As mentioned by LVK's answer, this is related to so-called analytic capacity. You're asking if perfect and nowhere dense sets are removable for bounded holomorphic functions. Compact sets that are removable for bounded holomorphic functions are exactly those of zero analytic capacity.

Now, to answer your question, let $E$ be a compact subset of the plane and suppose that $E$ is contained in the real line $\mathbb{R}$. A theorem of Pommerenke says that $E$ is removable if and only if it's one-dimensional Lebesgue measure is zero.

Hence, just take for $E$ your favorite Cantor set with positive measure, and it will be non-removable.

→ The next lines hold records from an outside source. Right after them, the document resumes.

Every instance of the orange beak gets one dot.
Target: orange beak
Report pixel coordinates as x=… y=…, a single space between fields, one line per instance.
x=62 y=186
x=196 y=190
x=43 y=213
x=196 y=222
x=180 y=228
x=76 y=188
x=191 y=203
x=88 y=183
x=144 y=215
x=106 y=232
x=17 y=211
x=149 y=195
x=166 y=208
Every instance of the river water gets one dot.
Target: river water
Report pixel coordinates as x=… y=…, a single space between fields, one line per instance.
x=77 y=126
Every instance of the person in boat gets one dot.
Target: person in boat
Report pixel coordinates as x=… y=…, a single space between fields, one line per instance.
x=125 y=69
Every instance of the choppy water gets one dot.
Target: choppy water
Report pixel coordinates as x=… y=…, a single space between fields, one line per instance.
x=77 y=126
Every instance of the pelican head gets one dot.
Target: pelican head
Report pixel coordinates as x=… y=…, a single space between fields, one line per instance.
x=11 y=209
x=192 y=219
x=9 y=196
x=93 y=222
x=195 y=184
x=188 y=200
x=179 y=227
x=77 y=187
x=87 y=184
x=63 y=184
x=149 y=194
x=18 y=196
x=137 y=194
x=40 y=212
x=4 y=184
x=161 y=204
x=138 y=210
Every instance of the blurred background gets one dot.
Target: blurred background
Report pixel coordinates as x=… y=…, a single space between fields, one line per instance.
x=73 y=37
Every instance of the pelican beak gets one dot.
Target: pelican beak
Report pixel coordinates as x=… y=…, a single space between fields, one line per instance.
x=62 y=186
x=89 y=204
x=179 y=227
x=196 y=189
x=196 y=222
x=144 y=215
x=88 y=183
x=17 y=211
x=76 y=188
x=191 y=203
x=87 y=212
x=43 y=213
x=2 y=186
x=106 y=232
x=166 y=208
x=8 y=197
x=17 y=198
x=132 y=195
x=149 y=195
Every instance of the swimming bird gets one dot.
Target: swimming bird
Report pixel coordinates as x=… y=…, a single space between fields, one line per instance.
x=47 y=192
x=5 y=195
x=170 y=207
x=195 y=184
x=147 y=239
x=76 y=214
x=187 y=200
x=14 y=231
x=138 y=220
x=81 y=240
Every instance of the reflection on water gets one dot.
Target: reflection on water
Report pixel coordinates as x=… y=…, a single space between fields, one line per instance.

One can even give an explicit example of a bounded holomorphic function in $\mathbb{C} \setminus E$ which is not constant :

Define $$f(z):= \int_{E} \frac{dt}{z-t}.$$ Then $f$ is holomorphic in $\mathbb{C} \setminus E$. Furthermore, it is non-constant since $f(\infty)=0$ and $\lim_{z \rightarrow \infty} zf(z)= m(E) > 0$. However, it is easy to show that $\operatorname{Im} f(z)$ is bounded in $\mathbb{C} \setminus E$. Hence, $$g(z):= e^{i f(z)}$$ is holomorphic and bounded in $\mathbb{C} \setminus E$, and yet non-constant.